Définition
Une polysyndète est une figure de style par laquelle on multiplie volontairement les mots de liaison, notamment les conjonctions de coordination (mais, ou, et, donc, or, ni, car) ou les adverbes de liaison (ainsi, alors, certes, en effet…) alors que la grammaire ne l’exige pas. La polysyndète s’oppose à l’asyndète. Exemple :
Je fais souvent ce rêve étrange et pénétrant
D’une femme inconnue, et que j’aime, et qui m’aime,
Et qui n’est, chaque fois, ni tout à fait la même
Ni tout à fait une autre, et m’aime et me comprend.Verlaine, Poèmes saturniens, Mon rêve familier
Verlaine multiplie la conjonction « et », ce qui donne une impression de bercement. Autre exemple :
La chair est triste, hélas ! et j’ai lu tous les livres.
Fuir ! là-bas fuir ! Je sens que des oiseaux sont ivres
D’être parmi l’écume inconnue et les cieux !

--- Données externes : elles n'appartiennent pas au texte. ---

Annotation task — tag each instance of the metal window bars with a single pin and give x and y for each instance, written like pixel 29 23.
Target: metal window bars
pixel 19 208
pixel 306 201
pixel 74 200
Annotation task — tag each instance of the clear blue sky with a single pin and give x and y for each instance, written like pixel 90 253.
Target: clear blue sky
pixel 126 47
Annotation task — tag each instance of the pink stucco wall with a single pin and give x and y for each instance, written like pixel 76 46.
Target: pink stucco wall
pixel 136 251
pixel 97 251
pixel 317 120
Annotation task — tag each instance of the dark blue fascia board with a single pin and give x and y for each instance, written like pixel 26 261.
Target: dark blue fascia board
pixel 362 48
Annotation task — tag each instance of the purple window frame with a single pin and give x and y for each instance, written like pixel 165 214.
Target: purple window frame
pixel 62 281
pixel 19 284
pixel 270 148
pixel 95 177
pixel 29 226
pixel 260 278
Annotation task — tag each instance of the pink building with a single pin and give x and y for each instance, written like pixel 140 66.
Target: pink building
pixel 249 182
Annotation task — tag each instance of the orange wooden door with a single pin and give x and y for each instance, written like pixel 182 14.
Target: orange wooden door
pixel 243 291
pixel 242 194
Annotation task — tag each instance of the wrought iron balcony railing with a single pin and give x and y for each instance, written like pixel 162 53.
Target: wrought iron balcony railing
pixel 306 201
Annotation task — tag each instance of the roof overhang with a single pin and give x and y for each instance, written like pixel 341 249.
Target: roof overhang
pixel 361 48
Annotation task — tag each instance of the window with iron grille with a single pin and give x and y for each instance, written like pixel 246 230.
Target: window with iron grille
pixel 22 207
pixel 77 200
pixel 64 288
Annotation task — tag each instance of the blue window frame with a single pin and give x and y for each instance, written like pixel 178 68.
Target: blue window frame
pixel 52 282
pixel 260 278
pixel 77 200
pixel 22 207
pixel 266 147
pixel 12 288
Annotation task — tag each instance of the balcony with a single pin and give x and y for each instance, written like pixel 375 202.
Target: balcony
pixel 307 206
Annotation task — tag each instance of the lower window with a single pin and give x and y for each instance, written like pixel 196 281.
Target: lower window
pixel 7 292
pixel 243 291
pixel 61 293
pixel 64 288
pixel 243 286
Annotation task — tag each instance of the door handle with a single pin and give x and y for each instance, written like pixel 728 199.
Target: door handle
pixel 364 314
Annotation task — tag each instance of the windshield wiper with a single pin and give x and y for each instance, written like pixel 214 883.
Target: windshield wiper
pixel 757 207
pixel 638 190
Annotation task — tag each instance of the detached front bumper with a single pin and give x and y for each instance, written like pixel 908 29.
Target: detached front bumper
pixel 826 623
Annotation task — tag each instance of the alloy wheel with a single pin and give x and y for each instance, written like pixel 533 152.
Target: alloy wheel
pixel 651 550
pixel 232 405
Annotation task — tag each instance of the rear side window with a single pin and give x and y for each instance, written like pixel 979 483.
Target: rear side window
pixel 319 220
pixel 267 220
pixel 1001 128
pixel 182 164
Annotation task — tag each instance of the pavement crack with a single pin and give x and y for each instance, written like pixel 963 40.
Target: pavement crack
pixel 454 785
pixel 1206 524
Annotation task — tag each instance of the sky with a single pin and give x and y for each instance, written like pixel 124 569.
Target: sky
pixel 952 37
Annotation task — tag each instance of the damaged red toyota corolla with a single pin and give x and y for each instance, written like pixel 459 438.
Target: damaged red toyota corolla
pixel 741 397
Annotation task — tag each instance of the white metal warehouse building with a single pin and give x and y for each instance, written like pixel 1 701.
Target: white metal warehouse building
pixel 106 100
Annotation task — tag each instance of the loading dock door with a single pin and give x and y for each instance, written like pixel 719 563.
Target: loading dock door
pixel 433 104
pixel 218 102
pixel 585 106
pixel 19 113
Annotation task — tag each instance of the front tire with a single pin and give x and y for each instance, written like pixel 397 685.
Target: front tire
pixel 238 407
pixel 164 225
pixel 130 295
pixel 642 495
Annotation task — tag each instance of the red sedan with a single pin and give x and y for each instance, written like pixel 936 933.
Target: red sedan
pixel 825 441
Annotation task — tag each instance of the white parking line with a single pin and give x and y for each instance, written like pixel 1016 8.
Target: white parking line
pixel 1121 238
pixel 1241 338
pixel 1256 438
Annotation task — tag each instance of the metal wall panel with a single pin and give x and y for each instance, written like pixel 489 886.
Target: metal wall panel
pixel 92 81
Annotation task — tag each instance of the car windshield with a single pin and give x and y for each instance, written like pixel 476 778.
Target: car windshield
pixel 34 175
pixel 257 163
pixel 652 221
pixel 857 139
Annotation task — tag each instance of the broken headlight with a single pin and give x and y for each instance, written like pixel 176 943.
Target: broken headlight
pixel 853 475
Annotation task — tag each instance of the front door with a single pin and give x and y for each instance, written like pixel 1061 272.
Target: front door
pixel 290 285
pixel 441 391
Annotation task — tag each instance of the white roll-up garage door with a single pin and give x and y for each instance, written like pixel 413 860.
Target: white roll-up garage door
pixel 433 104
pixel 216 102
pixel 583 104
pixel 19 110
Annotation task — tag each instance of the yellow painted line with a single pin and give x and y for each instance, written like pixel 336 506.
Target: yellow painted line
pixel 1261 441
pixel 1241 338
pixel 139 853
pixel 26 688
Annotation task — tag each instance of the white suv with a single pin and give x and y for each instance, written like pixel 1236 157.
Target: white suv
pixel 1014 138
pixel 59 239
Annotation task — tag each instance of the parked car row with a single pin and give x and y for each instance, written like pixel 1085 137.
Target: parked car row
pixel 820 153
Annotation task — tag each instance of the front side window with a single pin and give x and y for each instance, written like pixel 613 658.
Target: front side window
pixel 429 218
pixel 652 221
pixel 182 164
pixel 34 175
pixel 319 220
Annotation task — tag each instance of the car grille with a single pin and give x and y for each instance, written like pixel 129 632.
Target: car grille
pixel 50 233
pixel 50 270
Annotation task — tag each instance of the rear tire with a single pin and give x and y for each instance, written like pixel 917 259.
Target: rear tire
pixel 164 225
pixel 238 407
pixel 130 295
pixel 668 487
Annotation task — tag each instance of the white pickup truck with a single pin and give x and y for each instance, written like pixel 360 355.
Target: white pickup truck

Rien, ni les vieux jardins reflétés par les yeux
Ne retiendra ce coeur qui dans la mer se trempe
Ô nuits ! ni la clarté déserte de ma lampe
Sur le vide papier que la blancheur défend
Et ni la jeune femme allaitant son enfant.
Je partirai ! Steamer balançant ta mâture,
Lève l’ancre pour une exotique nature !Mallarmé, Brise marine
Mallarmé répète trois fois la conjonction négative « ni » pour insister fortement sur l’idée que rien ne le retiendra.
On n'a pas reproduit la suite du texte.